- Born: January 8, 1870 New York City, U.S.
- Died: August 21, 1968 (aged 98) Guilford, Connecticut, U.S.
- Parent(s): William Thompson Lusk Mary Hartwell Chittenden Lusk
- Relatives: Graham Lusk (brother) Simeon B. Chittenden (grandfather)

= Anna Hartwell Lusk =

Anna Hartwell Lusk (January 8, 1870 – August 21, 1968) was an American socialite during the Gilded Age.

==Early life==
Anna Hartwell Lusk was born in New York City on January 8, 1870, the daughter of Prof. William Thompson Lusk and Mary Hartwell (née Chittenden) Lusk.

Her mother died, aged 31, when Anna was 1 year old. A 13-day-old sister, Lily Adams Lusk, died in September 1871, a year and a half after Anna's birth. Chittenden Memorial Library at Yale University was built in honor of Anna's mother. Among her surviving siblings were elder brother was Dr. Graham Lusk (a physiologist and nutritionist), who married Mary Woodbridge Tiffany (a daughter of Louis Comfort Tiffany); Mary Elizabeth Lusk, who married journalist and author Cleveland Moffett; and Dr. William Chittenden Lusk, who, like Anna, did not marry. Her father was an Adjutant-General in the United States Volunteers during the Civil War.
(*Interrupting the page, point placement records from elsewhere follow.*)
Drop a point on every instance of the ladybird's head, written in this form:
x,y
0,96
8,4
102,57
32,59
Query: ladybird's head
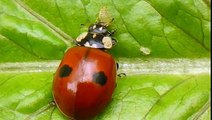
x,y
98,28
Her maternal grandparents were Mary Elizabeth (née Hartwell) Chittenden (Note: Mary Elizabeth (née Hartwell) Chittenden (1815–1852), was the daughter of Sherman Hartwell, himself the nephew of American founding father Roger Sherman and his first wife, Elizabeth (née Hartwell) Sherman.) and U.S. Representative Simeon B. Chittenden. Her paternal grandparents were Sylvester Graham Lusk and Elizabeth Freeman Lusk (née Adams).

==Society life==
In 1892, Anna, listed as "Miss Lusk", was included in Ward McAllister's "Four Hundred", purported to be an index of New York's best families, published in The New York Times. Conveniently, 400 was the number of people that could fit into Mrs. Astor's ballroom.

In 1907, Lusk purchased land from the Paul Smith Hotel Company and hired architect Grosvenor Atterbury to design a "camp" for her, in the Queen Anne style, on Upper St. Regis Lake in New York's Adirondack mountains, adjoining the camp of her brother, known as "Camp Comfort" in Brandreth Park. The camp, which was opened in 1908, "[was to] be one of the most elaborate and extensive of the entire chain of lakes" and featured a two-story living hall with a "monumental fieldstone fireplace." Anna sold the camp to Dr. and Mrs. A. S. Chase of New York around 1921.

==Personal life==
Lusk, who did not marry, died at age 98 in Guilford, Connecticut, where she had lived for many years, on August 21, 1968. She was buried in Woodlawn Cemetery in the Bronx.